We just trained a model that achieved 99% accuracy! That right there with the worlds best models, right? There's just one problem. It performs worse then guessing on any image it hasn't seen before. Not the most useful model, is it? This is an exmaple of **over-training** or **over-fitting**. We hyper-specalize our model to the point of uselessness. We say this even before we taught our model to memorize 100 images. In our model at the start of this notebook the cost function of the validation set began creeping up over time even as the cost function of the training set continued to fall. That's a clear sign that we began to over-fit our model.

# Universality of Neural Networks
In any machine learning model, the data used to train it is the *most* important component. [The Universal Approximation Theorem](https://towardsdatascience.com/neural-networks-and-the-universal-approximation-theorem-8a389a33d30a) guarantees that a neural network (with enough complexity) can be used to approximate *any* function, regardless of the number of inputs or outputs. Assuming of course, we have enough examples of the function to show the neural net.

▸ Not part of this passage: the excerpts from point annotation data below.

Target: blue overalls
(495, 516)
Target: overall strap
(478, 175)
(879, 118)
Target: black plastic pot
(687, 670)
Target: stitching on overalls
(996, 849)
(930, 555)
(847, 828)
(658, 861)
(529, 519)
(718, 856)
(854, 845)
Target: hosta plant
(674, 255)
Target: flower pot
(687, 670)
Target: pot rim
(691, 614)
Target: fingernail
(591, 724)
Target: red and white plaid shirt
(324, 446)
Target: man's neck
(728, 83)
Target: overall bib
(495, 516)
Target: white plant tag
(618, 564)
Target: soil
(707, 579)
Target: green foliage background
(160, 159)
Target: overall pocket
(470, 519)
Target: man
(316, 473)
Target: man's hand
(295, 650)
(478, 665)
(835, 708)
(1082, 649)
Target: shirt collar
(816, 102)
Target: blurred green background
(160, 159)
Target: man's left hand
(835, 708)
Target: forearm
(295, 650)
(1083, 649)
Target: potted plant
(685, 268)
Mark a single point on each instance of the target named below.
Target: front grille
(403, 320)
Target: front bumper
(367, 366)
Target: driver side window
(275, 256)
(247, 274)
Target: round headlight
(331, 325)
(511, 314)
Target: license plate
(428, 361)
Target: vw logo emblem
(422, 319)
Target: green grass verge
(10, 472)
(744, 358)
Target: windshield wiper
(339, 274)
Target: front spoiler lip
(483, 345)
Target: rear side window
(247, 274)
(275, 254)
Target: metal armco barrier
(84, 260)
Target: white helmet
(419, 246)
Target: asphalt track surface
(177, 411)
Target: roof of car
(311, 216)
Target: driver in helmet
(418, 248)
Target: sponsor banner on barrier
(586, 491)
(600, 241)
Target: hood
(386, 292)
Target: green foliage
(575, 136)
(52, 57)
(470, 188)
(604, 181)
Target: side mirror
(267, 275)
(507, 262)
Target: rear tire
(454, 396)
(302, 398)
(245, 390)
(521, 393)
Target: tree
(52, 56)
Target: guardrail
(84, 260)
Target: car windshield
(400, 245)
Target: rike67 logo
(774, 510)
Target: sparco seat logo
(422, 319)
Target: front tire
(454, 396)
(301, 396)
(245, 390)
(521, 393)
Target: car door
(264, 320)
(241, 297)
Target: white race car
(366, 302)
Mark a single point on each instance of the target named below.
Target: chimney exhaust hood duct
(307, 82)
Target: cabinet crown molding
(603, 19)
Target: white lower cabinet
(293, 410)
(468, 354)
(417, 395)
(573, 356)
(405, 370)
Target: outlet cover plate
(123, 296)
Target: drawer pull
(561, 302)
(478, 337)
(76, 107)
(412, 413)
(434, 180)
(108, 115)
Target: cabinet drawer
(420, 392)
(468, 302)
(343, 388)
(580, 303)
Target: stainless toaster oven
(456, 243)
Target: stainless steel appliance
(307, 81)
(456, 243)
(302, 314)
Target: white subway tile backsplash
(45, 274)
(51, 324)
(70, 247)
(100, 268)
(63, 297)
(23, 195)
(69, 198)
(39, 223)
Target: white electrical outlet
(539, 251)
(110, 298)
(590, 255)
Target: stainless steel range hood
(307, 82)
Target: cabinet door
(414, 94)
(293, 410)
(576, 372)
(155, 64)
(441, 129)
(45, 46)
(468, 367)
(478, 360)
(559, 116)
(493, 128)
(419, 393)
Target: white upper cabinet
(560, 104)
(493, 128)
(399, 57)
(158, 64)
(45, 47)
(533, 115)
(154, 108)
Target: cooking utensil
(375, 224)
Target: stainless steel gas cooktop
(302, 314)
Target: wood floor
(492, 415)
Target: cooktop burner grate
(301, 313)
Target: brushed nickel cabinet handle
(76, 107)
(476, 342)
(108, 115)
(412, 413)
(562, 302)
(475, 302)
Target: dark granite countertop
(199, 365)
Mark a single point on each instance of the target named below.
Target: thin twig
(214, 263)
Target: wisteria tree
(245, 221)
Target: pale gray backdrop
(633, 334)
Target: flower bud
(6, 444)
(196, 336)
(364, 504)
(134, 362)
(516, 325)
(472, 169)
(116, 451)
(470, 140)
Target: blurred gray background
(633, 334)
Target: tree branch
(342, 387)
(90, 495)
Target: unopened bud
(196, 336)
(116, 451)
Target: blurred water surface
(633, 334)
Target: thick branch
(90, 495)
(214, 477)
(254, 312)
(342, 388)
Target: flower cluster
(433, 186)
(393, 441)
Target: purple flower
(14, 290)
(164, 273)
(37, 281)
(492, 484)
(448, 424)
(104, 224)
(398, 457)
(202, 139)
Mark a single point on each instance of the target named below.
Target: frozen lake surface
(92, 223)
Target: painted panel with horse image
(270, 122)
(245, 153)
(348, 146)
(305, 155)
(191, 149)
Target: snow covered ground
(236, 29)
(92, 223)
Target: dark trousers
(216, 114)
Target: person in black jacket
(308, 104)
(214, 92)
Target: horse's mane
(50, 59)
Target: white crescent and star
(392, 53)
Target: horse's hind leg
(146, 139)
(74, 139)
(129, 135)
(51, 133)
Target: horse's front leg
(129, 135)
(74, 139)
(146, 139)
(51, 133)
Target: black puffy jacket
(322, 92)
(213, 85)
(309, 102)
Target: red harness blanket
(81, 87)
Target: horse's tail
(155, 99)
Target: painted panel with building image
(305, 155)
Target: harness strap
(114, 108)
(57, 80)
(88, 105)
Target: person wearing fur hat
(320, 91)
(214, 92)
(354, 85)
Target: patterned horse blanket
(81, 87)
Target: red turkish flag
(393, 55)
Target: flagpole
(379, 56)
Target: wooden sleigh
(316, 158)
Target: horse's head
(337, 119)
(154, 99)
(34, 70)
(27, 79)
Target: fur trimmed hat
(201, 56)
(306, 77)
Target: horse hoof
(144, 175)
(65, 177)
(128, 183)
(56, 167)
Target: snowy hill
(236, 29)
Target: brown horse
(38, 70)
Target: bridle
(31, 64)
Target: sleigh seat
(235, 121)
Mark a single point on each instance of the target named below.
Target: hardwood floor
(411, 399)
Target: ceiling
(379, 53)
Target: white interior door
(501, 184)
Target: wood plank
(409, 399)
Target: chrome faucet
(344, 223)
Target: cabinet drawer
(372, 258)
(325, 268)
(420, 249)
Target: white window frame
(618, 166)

The fact that you need data to train any useful model is, I would argue, one of the [dominent forces in the economy](https://www.economist.com/special-report/2020-02-22) (particularly in the tech sector). Any company that provides a free service on the internet (social media, Google, etc.) is probably in the buisness of collecting and using user data. This is often the driving force (or at least *a* driving force) behind decisions around availability of data through APIs. In the past year, [Twitter](https://www.theverge.com/2023/2/2/23582615/twitter-removing-free-api-developer-apps-price-announcement) and [Reddit](https://en.wikipedia.org/wiki/2023_Reddit_API_controversy) both made large changes to their API pricing structures. Reddit's CEO has [talked explicity](https://www.nytimes.com/2023/04/18/technology/reddit-ai-openai-google.html) about how the change is motivated by a desire to profit off of the data (post and comments on reddit) that is being used to train large language models like the one that underlies ChatGPT.

# Homework

Pick some situation where you encounter (or thing you encounter) some machine learning based model or algorithm. Suppose you were to design that algorithm:

1. What is the algorithm doing?
1. What is the cost function for the algorithm?
1. What data would you need to train this model? What are the inputs and outputs of the model?